A couple weeks ago Andrew Sullivan, referencing two recent articles in the American Conservative, called Chuck Hagel the “great paleocon hope.” I take issue with this classification on a number of grounds. In no way, I think, is Hagel representative of paleoconservatives or the Old Right.

First, Hagel is not a non-interventionist.
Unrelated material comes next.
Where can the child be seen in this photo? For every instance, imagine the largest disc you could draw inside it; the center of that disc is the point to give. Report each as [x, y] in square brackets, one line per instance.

He merely disagrees with the way the war has been implemented in Iraq.

Second, Hagel’s position on immigration is better representative of the American Enterprise Institute than the Old Right, whose legacy included the Immigration Act of 1924, a corps to which Hagel does not belong.


Americans for Better Immigration gives Hagel a career grade of D-. On reducing chain migration, he receives an F-; on reducing unnecessary foreign workers, F-; on reducing amnesties, F-; and on reducing other enticements, F-. In short, he’s an embarrassment.

On free trade, which is destroying our economy and sovereignty, he is giving a 92% by Cato, which indicates that he does not support an America First economic policy, thus putting him at odds with paleoconservatives.

Neocons have made support of the war a litmus test for membership in any mainstream conservative organization. It seems that some of the opponents of the war have fallen into the same wrongheaded reasoning. Simple opposition to the implementation of the Iraq War, especially taken conjointly with other globalist positions, does not a paleocon make."